Lawless President Again

“… I refuse to take no for an answer. So I’ve said before that I want to look for every possible opportunity to work with Congress to move this country forward … I’m going to look for every opportunity to try to bridge the partisan divide and get things done — because that’s what the American people need right now. … [I]deas that have support from Democrats; they have support from Republicans around the country, independents around the country. I want to work with Congress to get them done. But when Congress refuses to act, and as a result, hurts our economy and puts our people at risk, then I have an obligation as President to do what I can without them. I’ve got an obligation to act on behalf of the American people.”

Those were words that President Obama said over two years ago, on January 4, 2012, at Shaker Heights High School in Shaker Heights, Ohio. This past Friday, at the Lake Harriet Band Shell in Minneapolis, Minnesota, he had this to say:

“…[T]oday, even basic commonsense ideas can’t get through this Congress … We can’t afford to wait for Congress right now, and that’s why I’m going ahead and moving ahead without them wherever I can. And, now, some of you may have read — so we take these actions and now Republicans are mad at me for taking these actions. They’re not doing anything, and then they’re mad that I’m doing something. I’m not sure which of the things I’ve done they find most offensive, but they’ve decided they’re going to sue me for doing my job.

It is no coincidence that these two excerpts from different speeches delivered by the president two years apart sound very similar. The common thread running throughout this presidency is that Congress is refusing to act, and therefore the president has to act on his own. (This is the famous Obama domestic policy of “If Congress won’t act, I will.”) President Obama constantly complains about how his political opponents care about nothing but obstructing him, and therefore he is forced to govern via executive action.

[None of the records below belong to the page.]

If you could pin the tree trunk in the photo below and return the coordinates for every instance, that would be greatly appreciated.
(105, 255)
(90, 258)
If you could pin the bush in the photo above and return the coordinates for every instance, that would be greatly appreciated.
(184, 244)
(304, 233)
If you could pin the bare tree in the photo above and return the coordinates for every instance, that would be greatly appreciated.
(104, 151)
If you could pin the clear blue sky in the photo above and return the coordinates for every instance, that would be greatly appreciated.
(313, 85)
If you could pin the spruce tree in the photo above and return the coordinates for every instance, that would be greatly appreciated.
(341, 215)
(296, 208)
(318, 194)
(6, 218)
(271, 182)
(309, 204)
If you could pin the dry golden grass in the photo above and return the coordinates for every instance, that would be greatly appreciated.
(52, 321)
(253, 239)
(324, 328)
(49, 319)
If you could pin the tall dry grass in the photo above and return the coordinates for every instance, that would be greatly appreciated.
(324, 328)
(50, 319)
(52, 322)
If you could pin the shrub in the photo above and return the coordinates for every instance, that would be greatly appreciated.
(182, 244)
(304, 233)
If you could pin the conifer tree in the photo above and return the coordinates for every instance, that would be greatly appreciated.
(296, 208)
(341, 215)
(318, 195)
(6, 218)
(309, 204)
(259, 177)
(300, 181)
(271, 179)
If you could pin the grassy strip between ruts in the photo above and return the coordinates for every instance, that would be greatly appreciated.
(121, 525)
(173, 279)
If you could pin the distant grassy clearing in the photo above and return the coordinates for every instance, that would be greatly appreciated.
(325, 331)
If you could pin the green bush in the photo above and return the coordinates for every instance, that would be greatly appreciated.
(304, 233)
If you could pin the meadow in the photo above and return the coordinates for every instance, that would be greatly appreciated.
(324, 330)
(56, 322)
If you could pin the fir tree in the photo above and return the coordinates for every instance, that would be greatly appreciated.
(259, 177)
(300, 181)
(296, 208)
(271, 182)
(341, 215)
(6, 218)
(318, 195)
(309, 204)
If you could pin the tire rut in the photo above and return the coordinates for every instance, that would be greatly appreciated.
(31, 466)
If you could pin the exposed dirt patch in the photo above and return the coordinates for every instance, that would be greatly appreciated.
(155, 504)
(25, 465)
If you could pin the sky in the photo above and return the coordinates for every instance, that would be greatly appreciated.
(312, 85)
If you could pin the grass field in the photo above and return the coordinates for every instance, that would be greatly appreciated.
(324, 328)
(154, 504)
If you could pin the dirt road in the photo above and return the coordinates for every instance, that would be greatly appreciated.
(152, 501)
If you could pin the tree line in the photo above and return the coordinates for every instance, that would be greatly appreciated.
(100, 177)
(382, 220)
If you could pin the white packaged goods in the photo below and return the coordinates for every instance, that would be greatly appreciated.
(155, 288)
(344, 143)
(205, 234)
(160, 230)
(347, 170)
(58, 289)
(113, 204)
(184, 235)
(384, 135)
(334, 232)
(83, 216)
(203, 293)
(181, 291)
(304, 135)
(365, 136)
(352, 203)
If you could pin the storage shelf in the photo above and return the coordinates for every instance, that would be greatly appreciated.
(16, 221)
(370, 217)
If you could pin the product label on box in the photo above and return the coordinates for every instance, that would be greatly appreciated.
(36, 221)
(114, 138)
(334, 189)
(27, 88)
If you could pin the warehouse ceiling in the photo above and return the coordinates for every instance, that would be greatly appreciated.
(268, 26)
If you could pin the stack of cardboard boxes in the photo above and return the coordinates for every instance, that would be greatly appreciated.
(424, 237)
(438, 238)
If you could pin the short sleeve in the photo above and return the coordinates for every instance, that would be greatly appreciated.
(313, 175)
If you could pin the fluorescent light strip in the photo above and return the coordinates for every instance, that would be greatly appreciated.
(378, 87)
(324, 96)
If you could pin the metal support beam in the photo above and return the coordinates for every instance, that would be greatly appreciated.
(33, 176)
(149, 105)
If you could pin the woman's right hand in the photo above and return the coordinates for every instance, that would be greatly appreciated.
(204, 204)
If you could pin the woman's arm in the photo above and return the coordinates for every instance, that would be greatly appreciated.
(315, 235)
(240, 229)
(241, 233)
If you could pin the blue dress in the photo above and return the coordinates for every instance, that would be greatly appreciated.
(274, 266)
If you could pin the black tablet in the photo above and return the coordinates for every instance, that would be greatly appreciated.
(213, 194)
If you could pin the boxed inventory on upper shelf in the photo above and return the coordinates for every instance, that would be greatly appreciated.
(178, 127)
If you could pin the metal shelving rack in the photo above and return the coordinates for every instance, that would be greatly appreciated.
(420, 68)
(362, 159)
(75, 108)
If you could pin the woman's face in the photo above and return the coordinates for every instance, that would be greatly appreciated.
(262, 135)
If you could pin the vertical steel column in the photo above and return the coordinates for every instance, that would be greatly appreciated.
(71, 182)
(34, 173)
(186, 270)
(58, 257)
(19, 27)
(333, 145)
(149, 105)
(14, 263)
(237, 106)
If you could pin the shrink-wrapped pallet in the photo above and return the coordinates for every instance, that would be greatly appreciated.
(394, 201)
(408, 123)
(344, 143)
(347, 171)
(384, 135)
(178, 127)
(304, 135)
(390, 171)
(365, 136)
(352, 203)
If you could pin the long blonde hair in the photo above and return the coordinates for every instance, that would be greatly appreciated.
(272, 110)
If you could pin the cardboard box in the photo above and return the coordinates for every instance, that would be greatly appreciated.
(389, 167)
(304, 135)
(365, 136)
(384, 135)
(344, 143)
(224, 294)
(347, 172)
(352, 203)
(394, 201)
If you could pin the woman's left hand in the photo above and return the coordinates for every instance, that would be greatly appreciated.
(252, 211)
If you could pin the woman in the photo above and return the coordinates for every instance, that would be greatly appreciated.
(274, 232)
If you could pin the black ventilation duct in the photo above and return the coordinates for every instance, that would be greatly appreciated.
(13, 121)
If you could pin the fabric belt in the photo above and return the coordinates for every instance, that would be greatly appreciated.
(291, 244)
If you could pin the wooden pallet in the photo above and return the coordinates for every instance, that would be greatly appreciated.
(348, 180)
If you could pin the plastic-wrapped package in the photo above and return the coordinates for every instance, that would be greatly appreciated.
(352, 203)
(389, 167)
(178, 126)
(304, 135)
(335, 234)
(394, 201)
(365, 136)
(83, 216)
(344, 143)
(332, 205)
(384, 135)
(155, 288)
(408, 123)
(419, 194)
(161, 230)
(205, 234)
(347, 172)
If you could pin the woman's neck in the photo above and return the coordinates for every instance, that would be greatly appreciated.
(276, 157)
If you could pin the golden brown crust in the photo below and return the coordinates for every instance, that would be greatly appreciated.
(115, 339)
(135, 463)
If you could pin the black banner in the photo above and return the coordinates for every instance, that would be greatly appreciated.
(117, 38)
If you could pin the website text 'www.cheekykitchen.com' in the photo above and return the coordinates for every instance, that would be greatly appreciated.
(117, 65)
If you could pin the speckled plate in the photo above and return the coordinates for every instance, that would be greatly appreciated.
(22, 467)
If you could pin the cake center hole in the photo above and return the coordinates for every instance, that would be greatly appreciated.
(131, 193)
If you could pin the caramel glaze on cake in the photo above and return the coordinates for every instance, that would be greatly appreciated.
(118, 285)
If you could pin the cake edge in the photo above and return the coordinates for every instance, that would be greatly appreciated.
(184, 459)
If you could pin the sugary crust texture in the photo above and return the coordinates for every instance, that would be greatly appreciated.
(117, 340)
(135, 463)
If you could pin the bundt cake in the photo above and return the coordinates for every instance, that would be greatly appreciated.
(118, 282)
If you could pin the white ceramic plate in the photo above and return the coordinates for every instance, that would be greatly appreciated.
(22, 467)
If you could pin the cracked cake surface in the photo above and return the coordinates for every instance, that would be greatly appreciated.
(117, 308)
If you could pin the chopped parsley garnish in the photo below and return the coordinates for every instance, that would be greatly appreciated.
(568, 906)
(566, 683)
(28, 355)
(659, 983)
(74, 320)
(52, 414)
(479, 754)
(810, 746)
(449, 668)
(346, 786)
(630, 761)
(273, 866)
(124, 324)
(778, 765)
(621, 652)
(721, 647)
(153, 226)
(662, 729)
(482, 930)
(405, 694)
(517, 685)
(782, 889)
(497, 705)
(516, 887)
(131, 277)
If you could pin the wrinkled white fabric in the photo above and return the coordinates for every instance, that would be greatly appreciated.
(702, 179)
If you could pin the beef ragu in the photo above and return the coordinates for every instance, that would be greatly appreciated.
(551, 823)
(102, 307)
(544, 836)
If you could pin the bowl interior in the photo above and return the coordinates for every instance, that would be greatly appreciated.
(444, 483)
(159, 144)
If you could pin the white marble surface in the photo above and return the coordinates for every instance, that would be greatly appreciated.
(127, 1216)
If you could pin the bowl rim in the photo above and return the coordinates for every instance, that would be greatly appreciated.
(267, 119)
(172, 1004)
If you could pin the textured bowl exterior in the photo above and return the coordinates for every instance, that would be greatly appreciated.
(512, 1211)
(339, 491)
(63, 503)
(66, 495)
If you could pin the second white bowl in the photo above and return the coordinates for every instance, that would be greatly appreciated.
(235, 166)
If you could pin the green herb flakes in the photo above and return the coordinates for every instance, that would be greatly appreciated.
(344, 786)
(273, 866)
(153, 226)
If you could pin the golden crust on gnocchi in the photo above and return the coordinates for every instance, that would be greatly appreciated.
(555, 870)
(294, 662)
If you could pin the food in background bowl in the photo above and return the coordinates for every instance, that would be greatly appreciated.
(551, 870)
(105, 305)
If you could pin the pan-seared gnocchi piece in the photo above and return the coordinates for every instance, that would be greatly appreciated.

It has already reached a point where this appeal to his base is kind of infantile. As has been pointed out many times, he constantly engages in false equivalencies and straw man arguments. While he constantly misrepresents the Republican position (and his own), he now took this to a different extreme. In that very same speech, he actually put forward the argument that the only reason Republicans mind his ruling by executive action is because they don’t get any credit for what he does that way. That and an irrational hatred they have for him personally.

He said: “…[M]y message to Republicans is: Join us. Get on board. If you’re mad at me for helping people on my own, then why don’t you join me and we’ll do it together? We’ll do it together. I’m happy to share the credit. You’re mad at me for doing some things … let’s pass a law — Republicans and Democrats [together] … they don’t do anything — except block me. And call me names. It can’t be that much fun. It’d be so much more fun if they said, you know what, let’s do something together. If they were more interested in … the issues that you’re talking about, instead of trying to mess with me — then we’d be doing a lot better.”

But the most disturbing part about the president’s chosen course of action is not the fact that he’s recycling an old tactic. It isn’t even that he’s not being honest about what it is that he is doing — or that he misrepresents his political opponents’ views. It’s the timing behind that speech, and what happened the day before he delivered it.

On Thursday, the Supreme Court unanimously ruled that the president had acted outside the realm of the power of his office when he bypassed Congress to make “recess appointments” while Congress was not, in fact, in recess. Put into the context of our discussion here, the Supreme Court basically told the president that if Congress won’t act, he can’t.

The sad thing is that the first speech referenced in the opening of this column was the president speaking about those very appointments the court ruled unconstitutional. One would think that when a court that includes his former Solicitor General tells him that his power to act without Congress is more limited than he would like to think, he might reevaluate what he can or cannot actually do on his own. But this president keeps on going.

Some conservative politicians have referred to President Obama as a lawless president. Texas Senator Ted Cruz released four reports back in May cataloguing the 76 times (by his count) that the administration has shown “willingness to disregard the written law and instead enforce his own policies via executive fiat.” Democrats dismiss this kind of rhetoric as “red meat” designed for no other purpose  than to gin up the base in order to get them to turn out for the next election.

But when the president continues doing things like this, he kind of validates their point.